Aunque la lejía es un desinfectante potente, no es adecuada para limpiar filtros. El cloro puede corroer los plásticos y metales del sistema, deteriorando los componentes internos. Además, al encender el aire acondicionado después de su aplicación, los vapores residuales pueden ser tóxicos y peligrosos para las vías respiratorias.

Amoníaco concentrado

El amoníaco es otro químico agresivo que puede dañar plásticos, gomas y sellos de los filtros. Su fuerte olor no solo resulta desagradable, sino que puede quedar atrapado en el sistema y liberarse al encenderlo, causando irritación en ojos, nariz y garganta.

Ácidos fuertes

Ácidos como el clorhídrico, el sulfúrico o incluso vinagre en exceso son muy dañinos. Pueden corroer metales y fibras del filtro, destruyendo su estructura y disminuyendo su capacidad de retener polvo y partículas. Solo se recomienda el vinagre diluido de forma muy ligera y siempre siguiendo instrucciones específicas.

Limpiadores abrasivos

Polvos de limpieza, pastas abrasivas o detergentes con partículas activas son enemigos de los filtros. Sus componentes rayan y rompen las fibras, provocando que pierdan eficacia y dejando restos que podrían dispersarse al aire que respiramos.

Disolventes fuertes

Acetona, alcohol industrial, gasolina o thiner son extremadamente peligrosos. Disuelven plásticos, gomas y adhesivos del filtro, y además son altamente inflamables. Nunca deben usarse en ningún tipo de equipo de climatización.

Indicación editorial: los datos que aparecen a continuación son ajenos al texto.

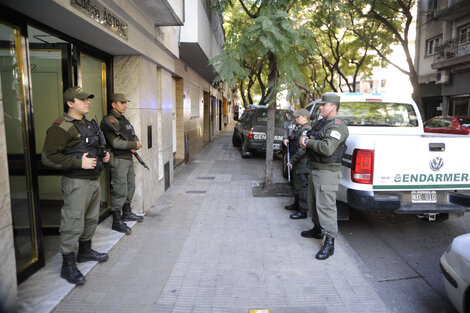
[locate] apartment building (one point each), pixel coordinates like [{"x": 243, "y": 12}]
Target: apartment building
[
  {"x": 443, "y": 56},
  {"x": 156, "y": 52}
]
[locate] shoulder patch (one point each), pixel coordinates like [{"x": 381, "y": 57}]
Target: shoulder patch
[{"x": 335, "y": 134}]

Limpiadores domésticos no especializados

Muchos productos de limpieza de uso cotidiano, como limpiadores multiusos o detergentes perfumados, no están diseñados para filtros. Pueden dejar residuos químicos que, al encender el aire acondicionado, se dispersan y generan malos olores o irritaciones respiratorias.

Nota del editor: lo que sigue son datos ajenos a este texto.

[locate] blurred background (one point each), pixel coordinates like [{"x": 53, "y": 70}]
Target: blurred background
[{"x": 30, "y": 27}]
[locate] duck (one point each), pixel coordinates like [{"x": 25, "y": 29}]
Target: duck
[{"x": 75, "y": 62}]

Cómo limpiar correctamente los filtros

Para mantener tus filtros en buen estado y garantizar aire limpio, lo recomendable es:

  • Limpiar con agua tibia y un poco de jabón neutro.
  • Usar una aspiradora para eliminar polvo seco.
  • Aplicar productos específicos para filtros de aire acondicionado, siguiendo siempre las instrucciones del fabricante.

Recuerda que un filtro limpio no solo mejora la eficiencia del aire acondicionado, sino que también protege tu salud y la de los tuyos. Evita atajos con químicos agresivos: lo seguro es lo más efectivo.